HSP Advisory Board member, Dr. Michael Callahan, delivered the opening address with the theme “Global Threats, Collaborative Solutions.” In his talk “Biosurveillance within a Flat Global Landscape,” Dr. Callahan covered a broad range of topics including Ebola, Zika, and the burden of emerging infectious diseases, and how globalization is increasing the rate and way in which these diseases spread globally.

Noting that “you can be anywhere in the world in under 24 hours,” Dr. Callahan called for improving methods for rapid and accurate disease detection and response. He highlighted that developing these solutions requires novel and persisting collaboration between the private and public sector—not only in the United States but in countries around the world. Citing both the successes and failures in the recent Ebola outbreak, Dr. Callahan’s address was both poignant and timely and set the stage for the remainder of the conference.

In addition to Dr. Callahan’s address, Samreen Sarwar, Advisory Board member and 2015 Health Security Futures Fellow, and Michael DeLuca, Health Security Policy Fellow, presented their innovative research.

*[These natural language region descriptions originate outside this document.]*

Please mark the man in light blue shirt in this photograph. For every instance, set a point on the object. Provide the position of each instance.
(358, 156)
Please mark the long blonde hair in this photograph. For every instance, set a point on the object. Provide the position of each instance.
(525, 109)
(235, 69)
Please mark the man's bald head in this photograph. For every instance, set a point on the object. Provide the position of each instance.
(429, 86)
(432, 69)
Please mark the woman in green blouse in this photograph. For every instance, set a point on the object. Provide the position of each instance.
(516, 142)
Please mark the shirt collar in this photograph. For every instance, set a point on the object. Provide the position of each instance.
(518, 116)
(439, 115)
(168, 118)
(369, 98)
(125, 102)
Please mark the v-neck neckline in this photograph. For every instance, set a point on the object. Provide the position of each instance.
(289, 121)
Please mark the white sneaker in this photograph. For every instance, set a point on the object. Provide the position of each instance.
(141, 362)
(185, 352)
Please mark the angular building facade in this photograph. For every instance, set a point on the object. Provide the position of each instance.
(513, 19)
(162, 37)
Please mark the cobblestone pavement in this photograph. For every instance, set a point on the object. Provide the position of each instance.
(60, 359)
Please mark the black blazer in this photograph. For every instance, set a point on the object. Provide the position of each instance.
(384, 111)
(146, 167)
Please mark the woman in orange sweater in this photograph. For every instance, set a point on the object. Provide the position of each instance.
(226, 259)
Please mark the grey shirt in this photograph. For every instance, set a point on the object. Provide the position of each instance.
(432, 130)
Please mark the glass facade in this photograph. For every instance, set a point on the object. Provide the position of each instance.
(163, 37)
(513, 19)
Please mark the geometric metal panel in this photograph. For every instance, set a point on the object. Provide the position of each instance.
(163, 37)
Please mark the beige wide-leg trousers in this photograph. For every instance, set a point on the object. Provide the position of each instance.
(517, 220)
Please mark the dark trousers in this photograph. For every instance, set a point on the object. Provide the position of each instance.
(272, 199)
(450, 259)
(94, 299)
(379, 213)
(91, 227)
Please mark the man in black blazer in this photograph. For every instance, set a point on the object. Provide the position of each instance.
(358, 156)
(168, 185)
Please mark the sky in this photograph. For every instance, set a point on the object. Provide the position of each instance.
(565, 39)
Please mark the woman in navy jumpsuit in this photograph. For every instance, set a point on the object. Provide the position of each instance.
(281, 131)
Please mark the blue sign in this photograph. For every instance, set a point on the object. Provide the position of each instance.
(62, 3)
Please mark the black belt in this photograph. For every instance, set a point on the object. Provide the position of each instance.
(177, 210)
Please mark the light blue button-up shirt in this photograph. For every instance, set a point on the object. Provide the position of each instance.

Samreen is an alumna of the 2015 Health Security Futures Fellowship and developed a local innovative health security research project with her U.S. peer Fellow through the program. At the conference, she  presented a poster on their study, “Pilot Survey of Awareness and Attitudes of American and Pakistani Students towards Dual Use Research.” Their study, a comparison between PhD students from University of Punjab-Lahore and Cornell University, was notable for several key findings including:

  • Overall awareness of the DURC concept was limited prior to the survey with less than half of all respondents having previously been exposed to the term
  • Both U.S. and Pakistani respondents were unlikely to limit publications to prevent the misuse of their research
  • Though the number of U.S. respondents was limited, U.S. graduate students:
    • Tended not to agree that the concept of dual use research be part of the design and implementation of a life sciences research project
    • U.S. respondents were less likely to be aware of the concept of dual use research and were less likely to feel any obligation to withhold information that could be used for harmful purposes
Michael, Health Security Policy Fellow and medical student at Georgetown School of Medicine, presented his study “Medical Surge Capacity in the National Capital Region: Modeling a Pneumonic Plague Bioterror Event.” His research showed that the Washington, DC National Capital Region (NCR) may be limited in its capacity to provide medical care to all potential victims of a large-scale bioterror event. Specifically, the study demonstrated a large deficit in the number of acute care beds available in the NCR in the first six days to treat the thousands of ill that may result from a successful attack on the area’s public transport system with pneumonic plague. The findings of Michael’s study highlight the need to invest in regional health care coalitions to optimize patient distribution and use of resources during a surge event and to maintain and strengthen other regional and federal resources for emergency public health response.